If a tree falls in the woods…
For the past three years, I have been complaining, warning and predicting what AI was going to do to traditional publishers around the globe. BTW: In his article for CLI’s next issue, Paul Gerbino will cite video evidence that I was way ahead of the curve. However, unlike most doomsayers, I’ve been providing the prescription of exactly what publishers should have done and should be doing right now to survive, and in fact, thrive in the Jetson’s version of content creation.
“There will never be an AI-generated article in any of our publications.” Neil Vogel 2021
I wonder if Dot Dash Merideth’s CEO, Neil Vogel, still believes that an AI generated article will never appear in any of their publications. BTW: I’m the one that said when I read it that if Dotdash Meridith didn’t start using generative AI to write articles, some yet to be determined LLM would challenge for the title of being the largest publisher in the world.
Initially, I thought it would take 10 years for AI to take over publishing. Now I’m cutting that prediction in half, and that’s largely because Dotdash Meridith gave away the company’s assets for roughly $16 million per year. I know that’s the fixed component of the deal, but unless the variable component can be up to the value of the company, which is north of $4 billion, Dotdash Meridith got slickered. (As a kid, I liked the Beverly Hillbillies and love to use the term “slickered” whenever I can.)
BTW: It’s a shame Mr. Vogel didn’t read my articles or call me, because I certainly could have negotiated a significantly more favorable deal, which more closely matched the value of the company, because that is exactly what Dotdash Meridith sold to Open AI. What Mr. Vogel probably still doesn’t realize is that Open AI isn’t interested in licensing his content in perpetuity. Open AI will license content just long enough until it can generate its own articles at significantly less cost, by simply hiring intern level “wannabe” journalists (and nobody else) to be the eyes and ears of Chat GPT. The technology will do the rest.
The story is the same for Robert Thomson, CEO of Newscorp. It is without question that this man is smarter and significantly more successful than I’ll ever be. But he sold a $16 Billion company for $250 million, spread over 5 years to guess who? Open AI. And there is no way that Open AI intends to renew that agreement. It makes me wonder if Mr. Thomson understands the power of ChatGPT or if he’s just trying to improve Newscorp’s financials for the next quarter, knowing that he’ll be enjoying his retirement on a tropical paradise when Newscorp files for Chapter 11, victimized by shrunken revenues and no longer able to afford to maintain the staff to produce the content for its publications. I find it hard to believe that he doesn’t know that ChatGPT’s LLM will be learning everything it needs to about the financial markets from the archives of Newscorp’s flagship publication, The Wall Street Journal. Soon, OpenAI will be hiring eyes and ears to report on Wall Street, and presto, ChatGPT will be covering Wall Street with indepth reporting equal to or better than the best journalists at the Journal.

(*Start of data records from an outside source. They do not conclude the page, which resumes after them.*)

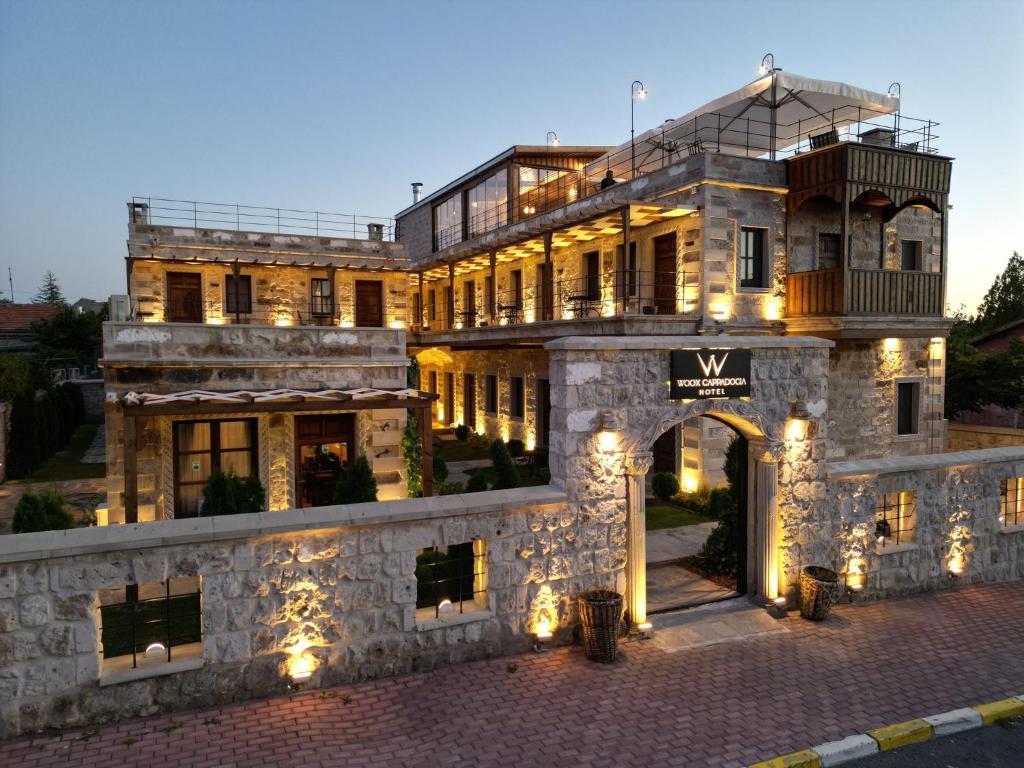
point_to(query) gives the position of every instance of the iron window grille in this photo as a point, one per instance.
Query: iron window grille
(1012, 501)
(895, 517)
(148, 621)
(452, 578)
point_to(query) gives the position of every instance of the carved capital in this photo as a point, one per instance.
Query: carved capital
(638, 463)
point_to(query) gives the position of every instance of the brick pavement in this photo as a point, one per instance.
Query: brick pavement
(725, 705)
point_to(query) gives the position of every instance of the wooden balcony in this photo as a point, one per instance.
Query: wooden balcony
(865, 292)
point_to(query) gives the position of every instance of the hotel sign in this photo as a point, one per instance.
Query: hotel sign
(702, 374)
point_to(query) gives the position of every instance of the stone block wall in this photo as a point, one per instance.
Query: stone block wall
(862, 408)
(956, 525)
(337, 589)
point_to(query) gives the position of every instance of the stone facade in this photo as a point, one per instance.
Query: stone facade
(338, 589)
(171, 357)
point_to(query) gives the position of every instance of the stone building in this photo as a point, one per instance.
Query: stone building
(769, 266)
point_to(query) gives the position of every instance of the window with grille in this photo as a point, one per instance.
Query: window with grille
(148, 625)
(752, 258)
(516, 403)
(1012, 501)
(451, 580)
(895, 518)
(238, 294)
(492, 393)
(907, 407)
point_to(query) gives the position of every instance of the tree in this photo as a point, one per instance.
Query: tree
(71, 336)
(49, 291)
(356, 483)
(1005, 300)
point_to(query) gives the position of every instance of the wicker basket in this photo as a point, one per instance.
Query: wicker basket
(818, 592)
(600, 613)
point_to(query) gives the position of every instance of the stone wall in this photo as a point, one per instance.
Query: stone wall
(334, 587)
(862, 402)
(956, 526)
(971, 437)
(170, 357)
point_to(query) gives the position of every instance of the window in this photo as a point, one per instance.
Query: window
(592, 274)
(451, 580)
(907, 400)
(448, 222)
(202, 448)
(626, 284)
(488, 204)
(752, 258)
(150, 625)
(895, 517)
(1012, 501)
(827, 251)
(516, 400)
(492, 393)
(321, 297)
(910, 251)
(238, 294)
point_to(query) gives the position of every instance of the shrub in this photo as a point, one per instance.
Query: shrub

Newscorp’s decision is even more surprising, because Rupert Murdoch was one of the very few publishing moguls who never bought into the idea of putting his content on the internet in exchange for the promise of advertising dollars. The Wall Street Journal content remained behind a pay wall. When advertising dollars never materialized and other major newspapers were desperately attempting to put the jeanie back in the bottle, the Wall Street Journal never missed a beat. Best estimates are the Wall Street Journal’s annual revenues exceed $2 Billion. But they risked it all it all for $50 Million per year over 5 years. If Fred Sanford could talk to Thomson, he’d simply say, “You Big Dummy.”
But Wait…There’s More
So, I’m opinionated, certain of my conclusions, and not afraid to state them publicly. I thought I had exhausted the subject, and had nothing left to say about how AI is impacting publishers. Then I received a call from half way around the world that caught me unprepared. It seems there is a category of publishing that I completely overlooked that may feel the impact of AI more than any other type of publisher. A book publisher wanted my opinion, and I’m embarrassed to say, I had nothing for her.
In the beginning…
Let’s get back to where the problem originated.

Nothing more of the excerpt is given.